La Trobe University neuroscientist, Dr Maryam Zoghi, and her research team have received funding from the Epilepsy Foundation to undertake a pilot study aimed at reducing the number of brain seizures experienced by people living with epilepsy.
“Even with current medical interventions, more than one-third of people with epilepsy continue to experience seizures during their lifetime,” says Dr Zoghi.
“It can affect their ability to work, drive, perform home duties, and participate in social activities and education.”
Dr Zoghi’s pilot study, to be undertaken in collaboration with Alfred Health, aims to identify strategies to reduce the frequency of epileptic seizures by using transcranial direct-current brain stimulation.
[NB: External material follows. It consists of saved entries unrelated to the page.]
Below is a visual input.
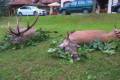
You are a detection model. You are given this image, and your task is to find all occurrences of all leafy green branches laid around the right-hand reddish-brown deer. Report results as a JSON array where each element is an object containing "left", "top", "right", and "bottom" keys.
[{"left": 48, "top": 40, "right": 120, "bottom": 61}]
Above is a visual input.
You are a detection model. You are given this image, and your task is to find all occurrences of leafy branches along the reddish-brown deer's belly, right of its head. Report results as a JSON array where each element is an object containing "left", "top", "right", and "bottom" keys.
[{"left": 79, "top": 40, "right": 120, "bottom": 55}]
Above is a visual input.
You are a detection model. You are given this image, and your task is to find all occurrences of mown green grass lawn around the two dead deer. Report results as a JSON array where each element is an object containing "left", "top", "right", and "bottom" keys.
[{"left": 0, "top": 14, "right": 120, "bottom": 80}]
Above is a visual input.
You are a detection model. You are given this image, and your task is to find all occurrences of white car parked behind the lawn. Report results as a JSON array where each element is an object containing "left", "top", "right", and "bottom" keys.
[{"left": 17, "top": 6, "right": 47, "bottom": 16}]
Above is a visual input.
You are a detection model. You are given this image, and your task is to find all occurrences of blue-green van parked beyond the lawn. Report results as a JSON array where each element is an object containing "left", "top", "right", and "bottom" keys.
[{"left": 60, "top": 0, "right": 94, "bottom": 14}]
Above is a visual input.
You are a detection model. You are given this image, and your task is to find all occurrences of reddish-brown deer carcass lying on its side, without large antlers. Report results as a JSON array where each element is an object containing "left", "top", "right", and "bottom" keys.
[{"left": 59, "top": 29, "right": 120, "bottom": 60}]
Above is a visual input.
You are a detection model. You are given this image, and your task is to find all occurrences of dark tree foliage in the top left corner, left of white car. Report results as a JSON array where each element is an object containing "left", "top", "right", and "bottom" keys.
[{"left": 0, "top": 0, "right": 9, "bottom": 16}]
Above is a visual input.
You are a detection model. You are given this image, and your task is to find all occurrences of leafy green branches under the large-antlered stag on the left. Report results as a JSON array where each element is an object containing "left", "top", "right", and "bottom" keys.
[{"left": 0, "top": 29, "right": 49, "bottom": 51}]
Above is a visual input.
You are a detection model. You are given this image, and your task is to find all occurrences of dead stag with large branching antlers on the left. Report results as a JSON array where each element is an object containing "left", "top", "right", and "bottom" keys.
[{"left": 8, "top": 16, "right": 39, "bottom": 44}]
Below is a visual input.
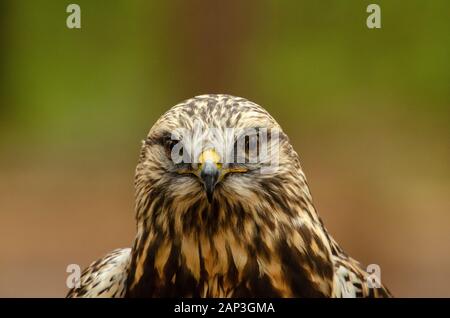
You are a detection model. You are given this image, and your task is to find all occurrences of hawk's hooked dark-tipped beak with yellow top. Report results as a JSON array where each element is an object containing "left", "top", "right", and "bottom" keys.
[{"left": 199, "top": 150, "right": 221, "bottom": 203}]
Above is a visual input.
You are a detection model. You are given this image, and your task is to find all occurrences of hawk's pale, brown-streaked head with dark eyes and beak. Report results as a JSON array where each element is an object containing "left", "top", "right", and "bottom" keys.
[{"left": 135, "top": 95, "right": 299, "bottom": 234}]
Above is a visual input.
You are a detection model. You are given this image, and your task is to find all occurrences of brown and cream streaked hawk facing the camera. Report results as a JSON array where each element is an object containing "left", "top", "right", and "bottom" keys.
[{"left": 67, "top": 94, "right": 391, "bottom": 297}]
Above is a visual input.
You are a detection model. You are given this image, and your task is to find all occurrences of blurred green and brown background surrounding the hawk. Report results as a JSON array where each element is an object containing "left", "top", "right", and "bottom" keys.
[{"left": 0, "top": 0, "right": 450, "bottom": 297}]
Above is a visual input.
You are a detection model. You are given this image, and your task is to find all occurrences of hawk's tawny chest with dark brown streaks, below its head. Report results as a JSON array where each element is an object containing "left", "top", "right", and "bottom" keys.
[{"left": 128, "top": 229, "right": 328, "bottom": 297}]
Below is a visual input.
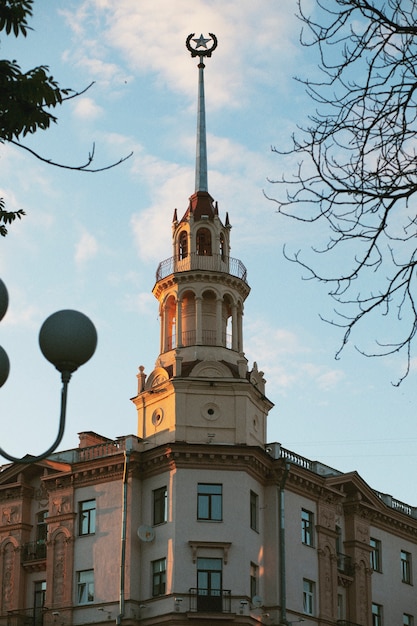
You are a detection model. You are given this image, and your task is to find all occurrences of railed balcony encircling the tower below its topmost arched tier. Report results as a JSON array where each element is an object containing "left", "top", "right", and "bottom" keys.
[{"left": 156, "top": 252, "right": 247, "bottom": 284}]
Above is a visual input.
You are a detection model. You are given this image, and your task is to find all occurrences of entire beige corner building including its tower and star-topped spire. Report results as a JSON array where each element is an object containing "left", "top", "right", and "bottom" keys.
[{"left": 0, "top": 35, "right": 417, "bottom": 626}]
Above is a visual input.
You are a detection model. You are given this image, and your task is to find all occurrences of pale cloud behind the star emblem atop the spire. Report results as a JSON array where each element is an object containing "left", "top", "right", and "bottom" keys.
[{"left": 62, "top": 0, "right": 300, "bottom": 107}]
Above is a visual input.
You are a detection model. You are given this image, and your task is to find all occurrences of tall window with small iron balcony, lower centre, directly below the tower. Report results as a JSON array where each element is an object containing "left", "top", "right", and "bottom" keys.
[{"left": 197, "top": 557, "right": 223, "bottom": 612}]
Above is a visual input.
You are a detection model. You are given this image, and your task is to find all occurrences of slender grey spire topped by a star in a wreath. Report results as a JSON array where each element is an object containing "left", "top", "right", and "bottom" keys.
[{"left": 186, "top": 33, "right": 217, "bottom": 192}]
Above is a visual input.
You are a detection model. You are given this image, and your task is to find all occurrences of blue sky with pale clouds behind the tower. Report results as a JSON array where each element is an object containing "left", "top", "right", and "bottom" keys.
[{"left": 0, "top": 0, "right": 417, "bottom": 506}]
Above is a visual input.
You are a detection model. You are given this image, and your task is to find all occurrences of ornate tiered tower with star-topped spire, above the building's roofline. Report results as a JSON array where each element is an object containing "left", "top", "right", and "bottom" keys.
[{"left": 133, "top": 33, "right": 272, "bottom": 446}]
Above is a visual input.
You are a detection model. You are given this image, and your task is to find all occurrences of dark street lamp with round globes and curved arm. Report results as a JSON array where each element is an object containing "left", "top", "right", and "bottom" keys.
[{"left": 0, "top": 279, "right": 97, "bottom": 463}]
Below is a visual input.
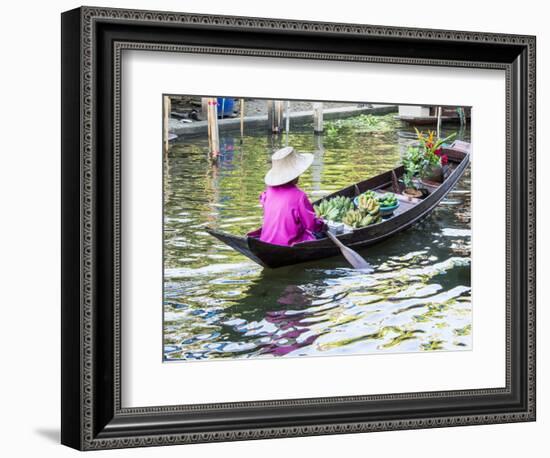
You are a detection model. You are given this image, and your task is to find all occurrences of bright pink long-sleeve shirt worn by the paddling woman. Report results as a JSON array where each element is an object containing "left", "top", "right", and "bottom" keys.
[{"left": 248, "top": 183, "right": 324, "bottom": 246}]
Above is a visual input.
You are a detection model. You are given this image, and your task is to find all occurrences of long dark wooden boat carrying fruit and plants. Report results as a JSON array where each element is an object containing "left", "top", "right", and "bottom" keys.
[{"left": 208, "top": 142, "right": 470, "bottom": 268}]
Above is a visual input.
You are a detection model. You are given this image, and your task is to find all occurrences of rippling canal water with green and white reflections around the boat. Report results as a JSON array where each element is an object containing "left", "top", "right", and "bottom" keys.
[{"left": 163, "top": 114, "right": 472, "bottom": 361}]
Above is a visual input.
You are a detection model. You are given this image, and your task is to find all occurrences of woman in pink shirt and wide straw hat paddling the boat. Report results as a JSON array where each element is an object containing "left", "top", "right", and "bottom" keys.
[{"left": 248, "top": 146, "right": 325, "bottom": 246}]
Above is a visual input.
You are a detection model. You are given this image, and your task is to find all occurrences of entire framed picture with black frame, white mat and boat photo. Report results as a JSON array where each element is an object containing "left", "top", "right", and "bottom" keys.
[{"left": 61, "top": 7, "right": 536, "bottom": 450}]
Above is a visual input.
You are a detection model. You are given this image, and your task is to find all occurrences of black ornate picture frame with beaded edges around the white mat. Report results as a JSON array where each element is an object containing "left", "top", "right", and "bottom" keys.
[{"left": 61, "top": 7, "right": 536, "bottom": 450}]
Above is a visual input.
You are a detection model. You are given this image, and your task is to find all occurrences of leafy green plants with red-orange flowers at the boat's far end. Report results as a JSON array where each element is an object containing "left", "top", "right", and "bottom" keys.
[{"left": 403, "top": 128, "right": 456, "bottom": 197}]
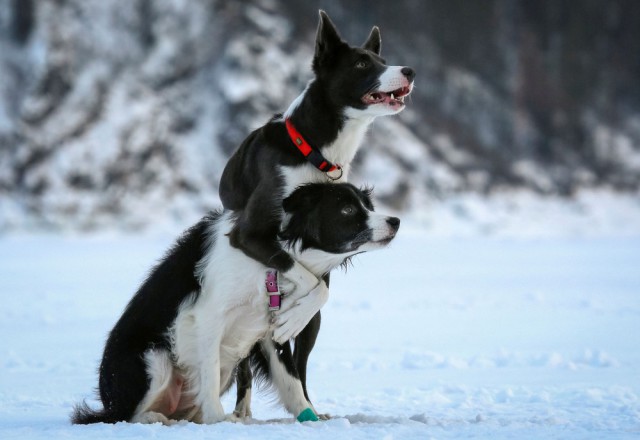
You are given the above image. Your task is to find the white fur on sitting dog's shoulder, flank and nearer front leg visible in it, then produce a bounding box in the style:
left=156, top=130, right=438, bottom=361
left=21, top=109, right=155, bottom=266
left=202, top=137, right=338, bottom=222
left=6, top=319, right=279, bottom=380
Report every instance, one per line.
left=172, top=214, right=270, bottom=423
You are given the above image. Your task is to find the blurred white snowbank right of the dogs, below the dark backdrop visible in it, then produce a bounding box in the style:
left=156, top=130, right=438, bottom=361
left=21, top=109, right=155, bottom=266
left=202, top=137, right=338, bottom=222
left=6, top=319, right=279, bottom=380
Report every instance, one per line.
left=407, top=188, right=640, bottom=238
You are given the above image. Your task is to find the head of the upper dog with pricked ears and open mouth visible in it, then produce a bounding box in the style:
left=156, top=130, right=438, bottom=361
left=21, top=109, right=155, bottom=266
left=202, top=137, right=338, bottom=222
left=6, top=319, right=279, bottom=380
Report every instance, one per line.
left=313, top=11, right=415, bottom=117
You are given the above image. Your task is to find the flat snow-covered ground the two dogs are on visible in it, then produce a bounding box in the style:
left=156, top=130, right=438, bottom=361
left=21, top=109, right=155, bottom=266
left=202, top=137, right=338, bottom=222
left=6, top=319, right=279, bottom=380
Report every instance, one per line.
left=0, top=225, right=640, bottom=440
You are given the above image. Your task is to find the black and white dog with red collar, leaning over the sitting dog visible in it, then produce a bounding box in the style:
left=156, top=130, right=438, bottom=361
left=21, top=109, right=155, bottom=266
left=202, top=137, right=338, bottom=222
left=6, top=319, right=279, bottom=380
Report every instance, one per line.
left=220, top=11, right=415, bottom=416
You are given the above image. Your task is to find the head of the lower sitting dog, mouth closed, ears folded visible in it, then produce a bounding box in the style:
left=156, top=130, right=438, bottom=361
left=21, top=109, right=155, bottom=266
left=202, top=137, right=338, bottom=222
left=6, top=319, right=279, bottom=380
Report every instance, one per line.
left=280, top=183, right=400, bottom=273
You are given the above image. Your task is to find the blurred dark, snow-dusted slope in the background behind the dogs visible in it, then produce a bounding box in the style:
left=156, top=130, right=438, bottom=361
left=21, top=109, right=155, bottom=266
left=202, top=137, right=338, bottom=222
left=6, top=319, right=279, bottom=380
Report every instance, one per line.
left=0, top=0, right=640, bottom=230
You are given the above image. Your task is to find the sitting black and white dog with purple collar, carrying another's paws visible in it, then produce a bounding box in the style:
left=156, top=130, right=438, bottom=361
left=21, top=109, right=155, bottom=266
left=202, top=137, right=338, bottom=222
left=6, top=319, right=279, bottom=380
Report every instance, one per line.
left=72, top=183, right=400, bottom=424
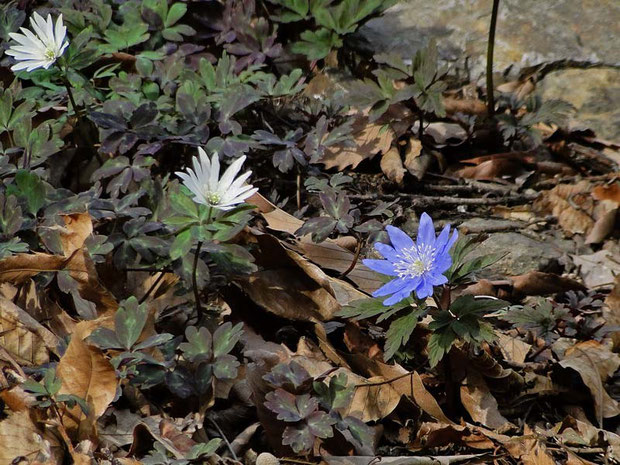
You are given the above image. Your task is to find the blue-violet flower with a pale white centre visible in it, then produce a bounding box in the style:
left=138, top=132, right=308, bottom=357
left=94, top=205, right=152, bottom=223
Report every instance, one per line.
left=363, top=213, right=458, bottom=306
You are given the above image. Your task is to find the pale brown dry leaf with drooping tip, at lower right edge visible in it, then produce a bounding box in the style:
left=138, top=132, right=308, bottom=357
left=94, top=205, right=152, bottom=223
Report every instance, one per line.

The non-invasive, non-pharmacological technique uses the application of a direct, weak current to the scalp via rectangular pads to reduce brain hyper-excitability.
“The approach can modify abnormal electrical brain activity for several months, without adverse side-effects,” Dr Zoghi says.
“If we can prove its efficacy, it could be used to augment the beneficial effects of medicine and surgery, and to strengthen comprehensive, inter-professional care.”
“By increasing our understanding of how to treat drug-resistant epilepsy, we aim to reduce the frequency of seizures, improve quality of life for patients and their caregivers, and reduce the need for frequent hospital readmissions.”
Epilepsy is a chronic and debilitating neurological condition characterised by recurrent brain seizures. It affects more than 65 million people worldwide and 250,000 people in Australia.